Please help, thanks in advance!

lissyx · January 31, 2020, 10:27am

Please, read the documentation, you are not building it correctly.

lissyx · January 31, 2020, 10:27am

generate_trie is distributed as part of native_client.tar.xz, you should not need to rebuild it.

Nitesh_Tiwari · February 4, 2020, 8:19am

Hi @lissyx , I have generated my binaries with added vocabularies. and also generated the trie. but during training with the new trie and new binaries its showing segmentation fault (core dump) ?

lissyx · February 4, 2020, 8:24am

Please share more logs on the crash, ensure you are running ds_ctcdecoder version matching deepspeech training code and python version, and cross-check with released lm and trie file to verify it is not yours.

Nitesh_Tiwari · February 4, 2020, 11:24am

Use standard file APIs to delete files with this prefix.
Epoch 0 |   Training | Elapsed Time: 3:06:01 | Steps: 569 | Loss: 27.668679                                                                                                        
Epoch 0 | Validation | Elapsed Time: 0:01:12 | Steps: 32 | Loss: 57.548914 | Dataset: /home/rbeigcn1134841d/Downloads/indian_dev.csv                                               
I Saved new best validating model with loss 57.548914 to: /home/rbeigcn1134841d/Desktop/mark1/DeepSpeech/deepspeech-0.6.1-checkpoint/best_dev-236060
I FINISHED optimization in 3:07:15.253444
INFO:tensorflow:Restoring parameters from /home/rbeigcn1134841d/Desktop/mark1/DeepSpeech/deepspeech-0.6.1-checkpoint/best_dev-236060
I0204 16:53:11.407811 140016252487488 saver.py:1284] Restoring parameters from /home/rbeigcn1134841d/Desktop/mark1/DeepSpeech/deepspeech-0.6.1-checkpoint/best_dev-236060
I Restored variables from best validation checkpoint at /home/rbeigcn1134841d/Desktop/mark1/DeepSpeech/deepspeech-0.6.1-checkpoint/best_dev-236060, step 236060
Testing model on /home/rbeigcn1134841d/Downloads/indian_test.csv
Test epoch | Steps: 0 | Elapsed Time: 0:00:00                                                                                                                                      Fatal Python error: Fatal Python error: Segmentation faultSegmentation fault

Thread 0x

00007f5735fff700 (most recent call first):
  File Segmentation fault (core dumped)

lissyx · February 4, 2020, 11:25am

Right, so it’s test step, it’s likely to be mismatched ds_ctcdecoder.

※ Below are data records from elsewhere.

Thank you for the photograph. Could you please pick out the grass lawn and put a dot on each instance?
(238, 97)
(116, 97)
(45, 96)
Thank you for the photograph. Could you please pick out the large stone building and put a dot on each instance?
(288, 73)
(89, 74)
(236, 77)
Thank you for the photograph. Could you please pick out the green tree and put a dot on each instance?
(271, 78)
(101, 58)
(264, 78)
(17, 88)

Please reinstall / upgrade it: pip install --upgrade $(python util/taskcluster.py --decoder).

Nitesh_Tiwari · February 4, 2020, 11:26am

everything is working fine with given default configs.(i.e.training, prediction)… It only breaks when i update vocabulary.txt

lissyx · February 4, 2020, 11:28am

So verify / share how you build it. Please look at data/lm, it should be self-contained and drive you to a working LM.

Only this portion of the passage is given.